Listening to the Data – Four ways to tweak your Machine Learning models

Bias and variance, precision and recall –  these are concepts that, after a few months or maybe even a just a couple of weeks of crawling around in actual data, predictive models, and the study of where prediction and reality meet — begin to have an intuitive feel.  But it was nice to read recently a short piece that brings these concepts clearly into focus, and frames them in terms of model behavior.  This is something I will keep handy to share where my own jabbering on the subject is likely to be less clear and certainly less concise.  The source of the article was (via re-post) the KDNuggets blog, which is an excellent resource.

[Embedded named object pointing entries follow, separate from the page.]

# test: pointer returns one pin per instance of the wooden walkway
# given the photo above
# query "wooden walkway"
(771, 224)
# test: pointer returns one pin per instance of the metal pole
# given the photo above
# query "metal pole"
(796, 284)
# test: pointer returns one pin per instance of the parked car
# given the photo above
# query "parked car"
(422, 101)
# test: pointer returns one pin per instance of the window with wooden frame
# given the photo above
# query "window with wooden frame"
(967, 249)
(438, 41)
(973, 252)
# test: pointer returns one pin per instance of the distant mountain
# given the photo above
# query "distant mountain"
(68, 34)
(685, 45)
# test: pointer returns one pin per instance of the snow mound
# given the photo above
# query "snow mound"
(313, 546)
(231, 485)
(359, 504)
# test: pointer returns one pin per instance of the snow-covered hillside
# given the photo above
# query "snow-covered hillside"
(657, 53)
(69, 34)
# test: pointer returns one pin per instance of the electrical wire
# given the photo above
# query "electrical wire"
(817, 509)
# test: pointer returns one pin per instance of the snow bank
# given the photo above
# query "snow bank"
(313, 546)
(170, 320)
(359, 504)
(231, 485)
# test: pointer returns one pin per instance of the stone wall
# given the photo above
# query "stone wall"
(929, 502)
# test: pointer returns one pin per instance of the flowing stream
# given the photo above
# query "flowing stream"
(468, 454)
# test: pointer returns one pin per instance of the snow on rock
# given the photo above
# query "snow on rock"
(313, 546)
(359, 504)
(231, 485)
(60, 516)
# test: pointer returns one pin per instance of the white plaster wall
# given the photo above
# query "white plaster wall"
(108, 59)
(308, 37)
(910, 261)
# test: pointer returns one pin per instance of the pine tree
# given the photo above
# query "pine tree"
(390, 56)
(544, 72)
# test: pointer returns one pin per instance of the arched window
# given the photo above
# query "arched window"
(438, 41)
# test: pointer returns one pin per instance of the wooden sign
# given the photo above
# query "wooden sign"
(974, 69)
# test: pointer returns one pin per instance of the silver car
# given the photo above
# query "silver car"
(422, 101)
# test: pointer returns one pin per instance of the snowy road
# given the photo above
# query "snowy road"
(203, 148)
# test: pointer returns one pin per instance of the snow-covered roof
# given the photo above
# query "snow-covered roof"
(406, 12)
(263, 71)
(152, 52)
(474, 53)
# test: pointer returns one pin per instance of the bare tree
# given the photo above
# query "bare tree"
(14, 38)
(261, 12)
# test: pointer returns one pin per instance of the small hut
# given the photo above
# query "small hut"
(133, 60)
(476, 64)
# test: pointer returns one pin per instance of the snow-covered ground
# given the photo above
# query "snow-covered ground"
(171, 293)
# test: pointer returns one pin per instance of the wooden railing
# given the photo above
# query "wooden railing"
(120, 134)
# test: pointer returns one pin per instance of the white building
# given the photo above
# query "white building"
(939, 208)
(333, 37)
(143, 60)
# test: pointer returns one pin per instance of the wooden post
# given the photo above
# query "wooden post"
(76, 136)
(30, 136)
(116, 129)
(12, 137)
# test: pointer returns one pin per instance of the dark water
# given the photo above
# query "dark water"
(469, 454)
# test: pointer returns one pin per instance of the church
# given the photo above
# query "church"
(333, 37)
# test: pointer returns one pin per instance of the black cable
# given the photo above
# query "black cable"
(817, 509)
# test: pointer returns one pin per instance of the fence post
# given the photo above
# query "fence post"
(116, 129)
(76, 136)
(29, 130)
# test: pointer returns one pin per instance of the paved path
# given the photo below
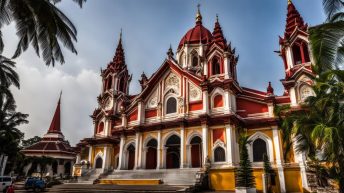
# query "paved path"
(89, 188)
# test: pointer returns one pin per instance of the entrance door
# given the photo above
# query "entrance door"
(196, 152)
(131, 157)
(173, 152)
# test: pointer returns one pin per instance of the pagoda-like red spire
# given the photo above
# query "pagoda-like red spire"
(218, 35)
(294, 20)
(55, 125)
(119, 59)
(269, 89)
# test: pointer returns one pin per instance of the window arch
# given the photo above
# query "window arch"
(182, 59)
(99, 162)
(171, 105)
(100, 127)
(305, 92)
(218, 101)
(300, 52)
(215, 66)
(259, 147)
(194, 58)
(219, 154)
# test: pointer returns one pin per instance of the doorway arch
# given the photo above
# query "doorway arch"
(151, 154)
(173, 152)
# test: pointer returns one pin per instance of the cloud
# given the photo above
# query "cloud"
(39, 94)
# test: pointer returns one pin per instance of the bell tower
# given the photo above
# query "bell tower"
(295, 52)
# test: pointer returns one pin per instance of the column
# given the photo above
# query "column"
(226, 64)
(141, 112)
(229, 147)
(120, 156)
(90, 149)
(292, 95)
(158, 165)
(278, 159)
(182, 138)
(299, 158)
(227, 100)
(204, 141)
(139, 164)
(137, 149)
(205, 102)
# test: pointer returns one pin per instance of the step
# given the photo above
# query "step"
(131, 181)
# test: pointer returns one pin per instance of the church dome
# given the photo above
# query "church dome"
(196, 34)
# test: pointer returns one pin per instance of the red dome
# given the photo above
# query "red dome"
(195, 35)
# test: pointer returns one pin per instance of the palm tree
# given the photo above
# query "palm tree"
(319, 128)
(40, 24)
(10, 135)
(7, 74)
(327, 40)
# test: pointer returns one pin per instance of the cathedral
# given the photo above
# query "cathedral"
(190, 111)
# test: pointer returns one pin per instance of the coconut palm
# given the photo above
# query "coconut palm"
(10, 135)
(327, 40)
(319, 128)
(40, 24)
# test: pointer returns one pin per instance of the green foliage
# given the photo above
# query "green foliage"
(244, 174)
(40, 24)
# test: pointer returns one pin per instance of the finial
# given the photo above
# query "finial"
(120, 35)
(198, 15)
(170, 53)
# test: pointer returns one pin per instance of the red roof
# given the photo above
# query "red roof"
(294, 20)
(55, 125)
(196, 35)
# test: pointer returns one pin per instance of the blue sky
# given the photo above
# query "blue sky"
(149, 27)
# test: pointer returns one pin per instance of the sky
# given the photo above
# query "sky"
(149, 27)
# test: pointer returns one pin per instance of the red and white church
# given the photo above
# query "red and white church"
(190, 110)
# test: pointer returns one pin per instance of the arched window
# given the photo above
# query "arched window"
(218, 101)
(100, 127)
(171, 105)
(305, 52)
(296, 54)
(259, 149)
(99, 162)
(194, 60)
(305, 92)
(182, 59)
(215, 67)
(109, 83)
(219, 155)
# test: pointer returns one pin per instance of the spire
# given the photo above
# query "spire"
(217, 33)
(293, 21)
(198, 15)
(170, 53)
(55, 125)
(119, 59)
(269, 89)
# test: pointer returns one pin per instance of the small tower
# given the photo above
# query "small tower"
(295, 52)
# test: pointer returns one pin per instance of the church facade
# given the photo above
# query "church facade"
(190, 110)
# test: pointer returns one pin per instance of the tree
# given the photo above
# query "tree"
(31, 141)
(244, 174)
(326, 40)
(40, 24)
(319, 127)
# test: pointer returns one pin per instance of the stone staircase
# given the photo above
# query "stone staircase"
(89, 177)
(185, 177)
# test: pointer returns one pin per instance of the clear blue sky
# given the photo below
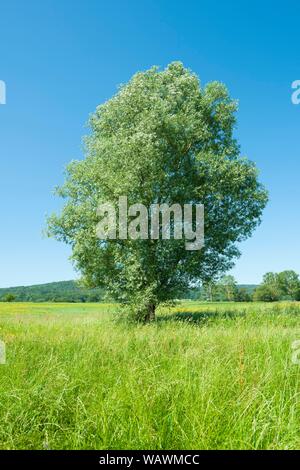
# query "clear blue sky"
(61, 58)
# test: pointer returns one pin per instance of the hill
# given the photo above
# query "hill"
(64, 291)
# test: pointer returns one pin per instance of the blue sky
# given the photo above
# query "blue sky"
(60, 59)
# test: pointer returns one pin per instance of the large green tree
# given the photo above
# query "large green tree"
(162, 138)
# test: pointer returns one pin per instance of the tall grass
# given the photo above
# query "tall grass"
(208, 377)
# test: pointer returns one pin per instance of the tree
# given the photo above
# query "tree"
(162, 138)
(278, 286)
(228, 287)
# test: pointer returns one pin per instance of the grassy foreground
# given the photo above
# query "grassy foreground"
(202, 377)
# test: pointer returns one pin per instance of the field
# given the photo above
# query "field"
(204, 376)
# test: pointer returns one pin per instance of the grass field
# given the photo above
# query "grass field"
(217, 376)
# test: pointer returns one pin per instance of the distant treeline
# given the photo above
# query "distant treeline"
(274, 287)
(64, 291)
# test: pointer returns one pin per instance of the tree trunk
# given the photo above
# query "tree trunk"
(150, 316)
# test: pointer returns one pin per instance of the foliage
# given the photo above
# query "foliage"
(162, 138)
(8, 298)
(65, 291)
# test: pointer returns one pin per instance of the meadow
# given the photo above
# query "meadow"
(203, 376)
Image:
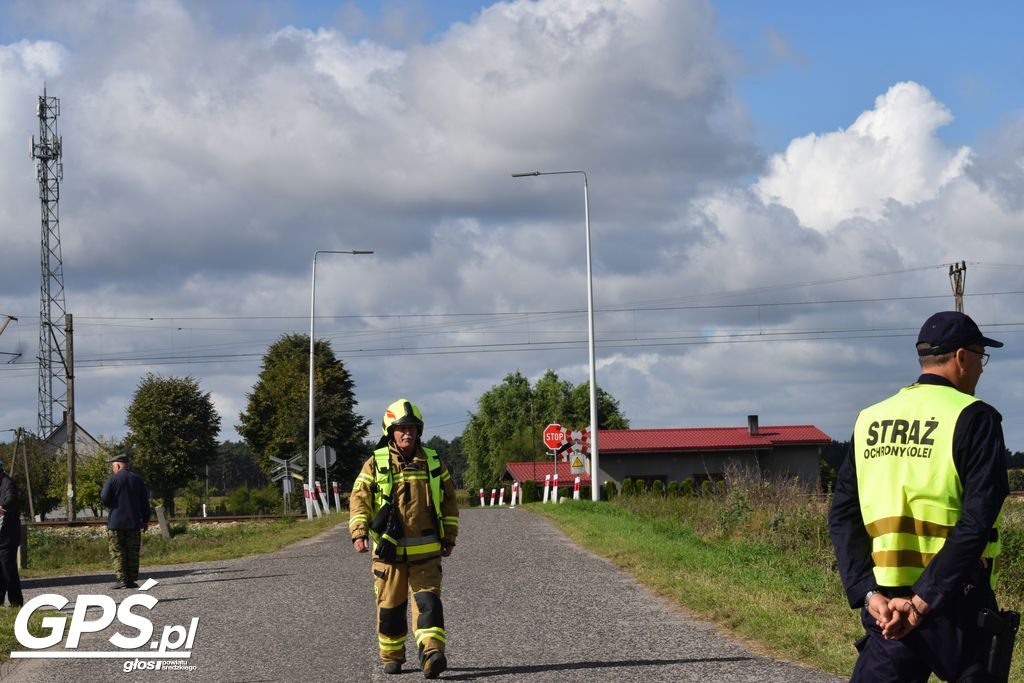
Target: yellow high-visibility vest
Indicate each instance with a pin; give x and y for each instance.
(910, 494)
(384, 478)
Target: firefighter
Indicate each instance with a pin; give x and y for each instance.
(404, 500)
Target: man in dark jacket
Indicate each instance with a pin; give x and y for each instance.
(128, 500)
(10, 539)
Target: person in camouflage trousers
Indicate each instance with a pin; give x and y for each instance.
(128, 499)
(404, 500)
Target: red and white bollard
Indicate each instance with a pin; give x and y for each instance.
(323, 498)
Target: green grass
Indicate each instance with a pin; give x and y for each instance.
(83, 550)
(762, 568)
(80, 550)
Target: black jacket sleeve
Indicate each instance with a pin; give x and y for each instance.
(978, 454)
(850, 539)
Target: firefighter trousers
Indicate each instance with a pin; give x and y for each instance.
(392, 585)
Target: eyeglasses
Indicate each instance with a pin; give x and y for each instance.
(984, 356)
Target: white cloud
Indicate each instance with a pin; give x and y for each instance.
(889, 154)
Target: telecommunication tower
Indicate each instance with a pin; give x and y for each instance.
(49, 172)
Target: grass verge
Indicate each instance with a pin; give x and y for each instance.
(80, 550)
(83, 550)
(784, 600)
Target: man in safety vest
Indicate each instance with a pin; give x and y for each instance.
(404, 500)
(914, 514)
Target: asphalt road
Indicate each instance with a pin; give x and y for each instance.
(521, 602)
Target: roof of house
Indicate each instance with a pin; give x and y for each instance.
(707, 438)
(537, 472)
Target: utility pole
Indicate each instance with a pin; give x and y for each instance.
(957, 274)
(49, 171)
(70, 415)
(19, 439)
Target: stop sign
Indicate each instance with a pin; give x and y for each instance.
(554, 437)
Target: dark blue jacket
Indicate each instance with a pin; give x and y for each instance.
(128, 499)
(10, 532)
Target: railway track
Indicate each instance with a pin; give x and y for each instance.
(101, 521)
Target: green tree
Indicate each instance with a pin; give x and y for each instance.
(275, 421)
(451, 453)
(511, 417)
(236, 466)
(172, 433)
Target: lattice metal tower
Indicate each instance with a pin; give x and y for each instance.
(49, 172)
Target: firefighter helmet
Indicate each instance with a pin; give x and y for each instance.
(401, 412)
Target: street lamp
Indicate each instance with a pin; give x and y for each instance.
(594, 492)
(312, 408)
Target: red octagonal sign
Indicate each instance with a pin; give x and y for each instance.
(554, 437)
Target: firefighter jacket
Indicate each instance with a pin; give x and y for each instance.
(910, 492)
(421, 489)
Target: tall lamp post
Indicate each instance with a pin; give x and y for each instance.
(312, 406)
(595, 494)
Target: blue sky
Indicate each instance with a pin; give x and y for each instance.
(768, 180)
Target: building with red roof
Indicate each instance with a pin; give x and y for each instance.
(699, 453)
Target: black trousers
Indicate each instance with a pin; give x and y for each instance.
(10, 583)
(946, 643)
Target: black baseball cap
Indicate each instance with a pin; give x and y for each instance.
(948, 331)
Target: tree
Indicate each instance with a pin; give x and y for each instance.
(172, 433)
(511, 417)
(236, 466)
(275, 421)
(451, 453)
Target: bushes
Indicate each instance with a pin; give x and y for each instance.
(254, 502)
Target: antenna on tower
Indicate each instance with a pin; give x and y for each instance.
(49, 171)
(957, 274)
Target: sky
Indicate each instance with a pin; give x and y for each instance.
(775, 196)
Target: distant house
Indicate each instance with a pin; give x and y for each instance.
(701, 453)
(85, 443)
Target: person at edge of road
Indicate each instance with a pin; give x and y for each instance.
(10, 539)
(128, 499)
(418, 486)
(915, 513)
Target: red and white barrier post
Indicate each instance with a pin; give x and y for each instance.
(311, 500)
(323, 498)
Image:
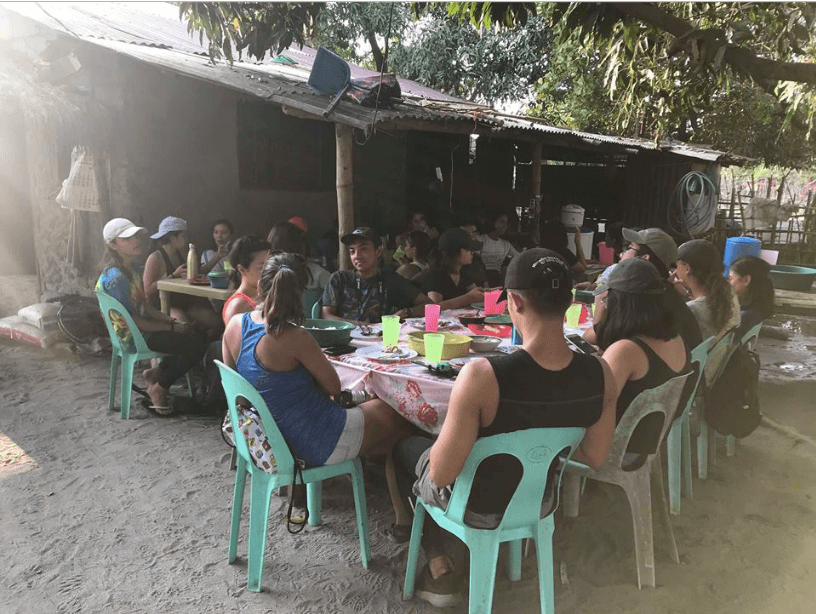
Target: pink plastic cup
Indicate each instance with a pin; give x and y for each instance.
(492, 307)
(432, 318)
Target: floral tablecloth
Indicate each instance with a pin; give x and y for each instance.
(411, 389)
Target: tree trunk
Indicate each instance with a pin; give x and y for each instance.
(345, 187)
(375, 50)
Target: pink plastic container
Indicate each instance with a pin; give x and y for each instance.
(431, 317)
(605, 254)
(491, 306)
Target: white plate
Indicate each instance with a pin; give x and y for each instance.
(376, 330)
(375, 352)
(444, 324)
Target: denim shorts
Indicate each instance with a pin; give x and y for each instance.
(351, 439)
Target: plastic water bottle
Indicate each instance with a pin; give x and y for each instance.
(351, 398)
(192, 264)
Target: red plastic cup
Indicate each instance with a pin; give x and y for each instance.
(492, 307)
(432, 317)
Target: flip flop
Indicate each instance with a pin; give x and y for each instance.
(159, 411)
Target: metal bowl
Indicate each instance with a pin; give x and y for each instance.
(484, 343)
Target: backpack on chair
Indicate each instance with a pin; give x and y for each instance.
(732, 403)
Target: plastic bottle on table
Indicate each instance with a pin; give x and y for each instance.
(192, 264)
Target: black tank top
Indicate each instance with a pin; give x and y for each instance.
(644, 439)
(533, 397)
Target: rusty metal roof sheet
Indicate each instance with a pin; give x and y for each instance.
(152, 32)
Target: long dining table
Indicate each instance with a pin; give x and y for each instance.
(407, 385)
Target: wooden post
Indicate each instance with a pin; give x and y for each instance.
(345, 187)
(536, 181)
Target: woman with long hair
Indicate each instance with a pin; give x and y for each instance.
(247, 258)
(751, 280)
(640, 339)
(417, 251)
(286, 237)
(170, 260)
(218, 259)
(123, 281)
(445, 283)
(270, 348)
(712, 300)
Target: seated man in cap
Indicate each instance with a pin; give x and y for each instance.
(543, 384)
(365, 294)
(659, 248)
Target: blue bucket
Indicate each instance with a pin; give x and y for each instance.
(738, 247)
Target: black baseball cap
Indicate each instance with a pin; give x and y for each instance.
(456, 238)
(537, 268)
(362, 233)
(636, 276)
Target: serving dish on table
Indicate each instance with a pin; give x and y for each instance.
(498, 319)
(484, 343)
(369, 331)
(378, 352)
(455, 345)
(329, 332)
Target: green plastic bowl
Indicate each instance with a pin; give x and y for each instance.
(329, 332)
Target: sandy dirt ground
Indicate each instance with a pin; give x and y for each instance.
(98, 514)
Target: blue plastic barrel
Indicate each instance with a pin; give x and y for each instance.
(737, 247)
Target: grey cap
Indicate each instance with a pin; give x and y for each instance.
(361, 234)
(636, 276)
(657, 240)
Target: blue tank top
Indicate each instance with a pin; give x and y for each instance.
(310, 422)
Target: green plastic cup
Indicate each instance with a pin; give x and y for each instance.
(574, 315)
(434, 344)
(391, 328)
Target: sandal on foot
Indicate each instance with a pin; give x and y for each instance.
(161, 411)
(398, 533)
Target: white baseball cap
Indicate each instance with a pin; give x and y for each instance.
(119, 227)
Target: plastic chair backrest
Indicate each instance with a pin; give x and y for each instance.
(535, 449)
(750, 338)
(699, 358)
(718, 356)
(107, 304)
(663, 399)
(235, 387)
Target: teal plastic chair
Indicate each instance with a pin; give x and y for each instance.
(128, 356)
(678, 442)
(263, 483)
(707, 439)
(633, 474)
(748, 340)
(536, 449)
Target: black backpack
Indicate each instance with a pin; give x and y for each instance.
(732, 404)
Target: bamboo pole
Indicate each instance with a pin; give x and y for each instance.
(536, 180)
(345, 187)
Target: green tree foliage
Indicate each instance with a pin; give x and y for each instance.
(341, 26)
(480, 65)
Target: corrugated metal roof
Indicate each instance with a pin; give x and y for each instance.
(152, 32)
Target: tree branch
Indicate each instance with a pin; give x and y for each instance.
(740, 58)
(375, 49)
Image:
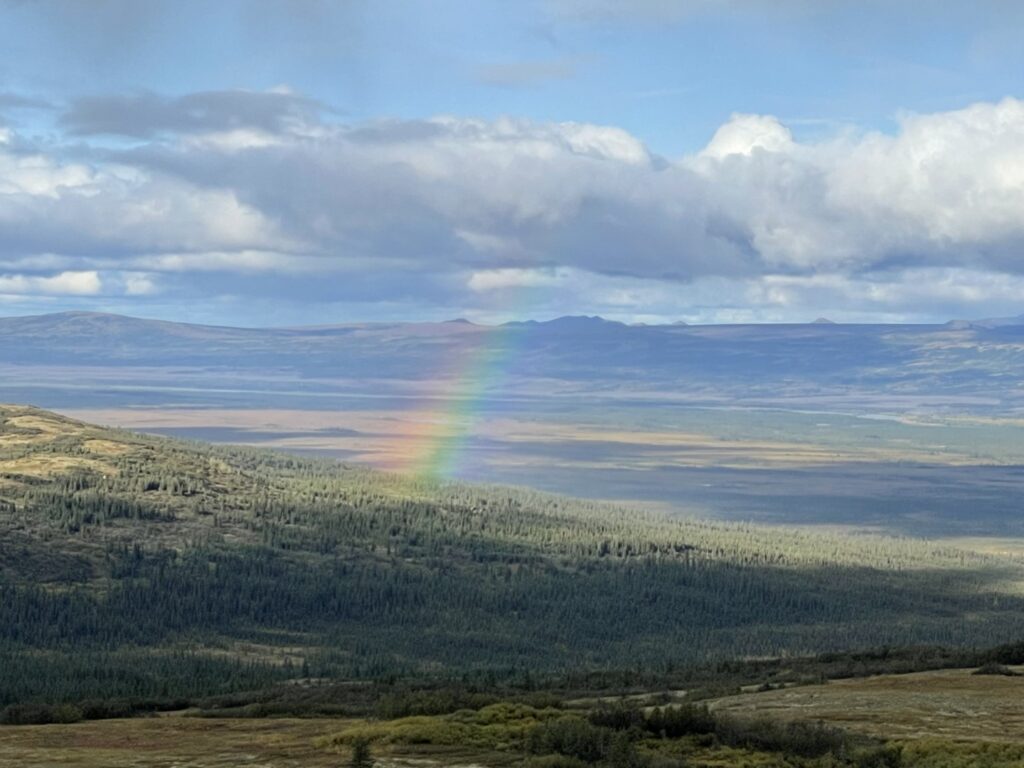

There are, perhaps unsurprisingly, many good “nuggets” on the KDnuggest blog / web site. And this latest item does a good job of explaining what is at some point intuitive to people who work with machine learning models regularly.  Perhaps this is particularly relevant to modeling and mining “text’ — the work I have been doing in Machine Learning — because it certainly is spot on. And this is more a way of describing how the math models the real world, and how the data is reflected in the math, so I expect this view is likely helpful to anyone modeling data.

The somewhat “click-bait” sounding title — “4 Reasons Your Machine Learning Model is Wrong” is only modestly apologized for with the “(and How to Fix It)” suffix, but makes me worry fake-aggressive, pretend-demeaning discourse could be among the worst forms of carry-over of 2016 into 2017.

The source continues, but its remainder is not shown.